A primeira grande surpresa foi descobrir que a produção de filmes sauditas é bastante diversa, e trata de temas considerados até então tabu como a emancipação feminina. O filme Inshallah a Boy, de Amjad Al Rasheed, uma coprodução entre Jordânia, Arábia Saudita, Qatar, Egito e França, foi o primeiro filme jordanês exibido em Cannes. É a história de Nawal (Mouna Hawa), uma mulher de 30 anos que fica viúva. Como ela não tem um filho homem, tem que lutar contra seu cunhado que quer vender seu apartamento onde vive com sua filha, para dividir a herança. É um filme sobre empoderamento feminino, em uma sociedade cujas leis protegem claramente os homens. O filme foi o escolhido para representar a Jordânia na categoria Filme Internacional na próxima cerimônia dos Oscars, em 2024.
Aliás, vários filmes pré-indicados ao Oscar foram exibidos em Jeddah. Além de Inshallah a Boy, Omen, do multi artista congolês Baloji, foi o escolhido para representar a Bélgica, apesar da nacionalidade do diretor. “Indicar um filme africano foi um passo importante do comitê de seleção belga, principalmente por seu passado colonialista. A Bélgica foi o único país, ao lado da Holanda, que topou investir dinheiro no meu filme”, contou o diretor Baloji no terraço do luxuoso hotel Ritz-Carlton.

Amanda Nell Eu posa para retrato durante o Red Sea International Film Festival (Foto: Tristan Fewings/Getty Images)
Tiger Stripes, da diretora estreante Amanda Nell Eu, um terror teen sobre uma garota que tem sua primeira menstruação e passa por uma série de transformações radicais em seu corpo, foi o escolhido para representar a Malásia, após ter vencido o Grand Prix na Semana da Crítica em Cannes. O filme, que foi exibido na Mostra de São Paulo, mistura elementos de Carrie, a Estranha, com os filmes do mestre tailandês Apichatpong Weerasethakul. Amanda foi a primeira diretora malaia a ter um filme exibido em Cannes. Curiosamente, Tiger Stripes foi censurado na Malásia, porém exibido na versão sem cortes em Jeddah. “Fiquei triste pelo filme ter sido censurado na Malásia, que também é um país islâmico, porém feliz de poder exibir aqui em Jeddah o filme sem cortes. A censura no meu país não faz nenhum sentido”, contou Amanda também nos jardins do Ritz-Carton, sede do festival.

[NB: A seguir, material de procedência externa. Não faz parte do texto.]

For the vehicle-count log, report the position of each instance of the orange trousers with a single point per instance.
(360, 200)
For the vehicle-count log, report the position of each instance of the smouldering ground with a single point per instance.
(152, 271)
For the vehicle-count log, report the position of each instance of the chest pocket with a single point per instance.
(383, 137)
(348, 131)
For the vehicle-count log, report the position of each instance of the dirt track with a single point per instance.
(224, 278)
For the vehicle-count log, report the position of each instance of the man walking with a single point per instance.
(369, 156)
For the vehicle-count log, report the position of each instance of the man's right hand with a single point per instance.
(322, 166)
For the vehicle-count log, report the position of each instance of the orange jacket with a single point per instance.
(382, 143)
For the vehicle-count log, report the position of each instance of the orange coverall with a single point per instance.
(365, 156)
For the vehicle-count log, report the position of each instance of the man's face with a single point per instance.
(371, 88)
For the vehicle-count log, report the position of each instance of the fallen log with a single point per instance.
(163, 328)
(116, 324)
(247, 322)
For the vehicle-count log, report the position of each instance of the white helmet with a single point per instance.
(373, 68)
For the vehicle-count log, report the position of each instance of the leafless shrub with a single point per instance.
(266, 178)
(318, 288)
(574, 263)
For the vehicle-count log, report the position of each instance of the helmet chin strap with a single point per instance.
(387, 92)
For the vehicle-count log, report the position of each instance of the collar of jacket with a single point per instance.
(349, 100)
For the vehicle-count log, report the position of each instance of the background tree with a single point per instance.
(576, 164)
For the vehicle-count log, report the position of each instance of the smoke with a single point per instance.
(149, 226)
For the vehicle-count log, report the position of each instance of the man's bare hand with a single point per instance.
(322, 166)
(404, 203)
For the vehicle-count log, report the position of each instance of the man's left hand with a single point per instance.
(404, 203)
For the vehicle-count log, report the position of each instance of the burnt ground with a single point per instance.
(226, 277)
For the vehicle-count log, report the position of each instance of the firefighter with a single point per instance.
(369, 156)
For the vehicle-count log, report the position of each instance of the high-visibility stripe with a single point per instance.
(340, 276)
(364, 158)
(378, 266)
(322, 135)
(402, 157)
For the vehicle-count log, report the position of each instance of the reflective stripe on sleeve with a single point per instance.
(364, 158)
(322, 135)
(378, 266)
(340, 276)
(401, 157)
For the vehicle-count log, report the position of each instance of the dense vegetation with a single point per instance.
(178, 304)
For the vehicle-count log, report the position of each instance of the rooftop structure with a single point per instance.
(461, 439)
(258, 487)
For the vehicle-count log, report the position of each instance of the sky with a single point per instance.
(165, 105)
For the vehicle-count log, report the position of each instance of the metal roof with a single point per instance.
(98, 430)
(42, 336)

Chairwoman do Festival Red Sea, Jomana Al-Rashid, e Gwyneth Paltrow (Foto: Daniele Venturelli/Getty Images)
Além da exibição dos filmes citados aqui, Jeddah recebeu as visitas de várias estrelas hollywoodianas. Gwyneth Paltrow, Johnny Depp, Nicolas Cage, Diane Kruger, Will Smith, Jason Statham, Sharon Stone, Halle Berry, Michelle Rodriguez e Andrew Garfield foram algumas delas. O diretor australiano Baz Luhrmann, de Elvis e Moulin Rouge, presidiu o júri, que também contou com a presença da atriz espanhola Paz Vega, do ator sueco Joel Kinnaman (atualmente em cartaz com O Silêncio da Vingança), a atriz indiana Freida Pinto, e da atriz egípcia Amina Khalil.
Segundo Baz Luhrmann, o que mais o surpreendeu durante o festival foram as histórias humanas protagonizadas por mulheres. “O storytelling é a melhor forma de dar voz às suas lutas”. Luhrmann, que citou o filme Lawrence da Arábia, como um dos seus primeiros contatos com a cultura árabe, declarou que está aberto para filmar um de seus próximos projetos nos recém-inaugurados estúdios Alula, na região noroeste da Arábia Saudita.
Luhrmann também mediou uma conversa com o ator australiano Chris Hemsworth, recém-chegado da Comic Con São Paulo (CCXP SP). Hemsworth, que acabou de filmar Furiosa, o quinto filme da série Mad Max, rasgou elogios ao diretor George Miller, da primeira franquia Mad Max, de 45 anos atrás.
O diretor britânico Terry Gilliam, (de Brazil, o Filme), que também passou por Jeddah, declarou que quer produzir seu próximo filme, Carnival at the end of the days, na Arábia Saudita, com o amigo Johnny Depp no papel de Satã. Gillian já trabalhou com Depp antes nos filmes Fear and Loathing in Las Vegas (1998) e O Mundo Imaginário do Dr. Parnassus (2009).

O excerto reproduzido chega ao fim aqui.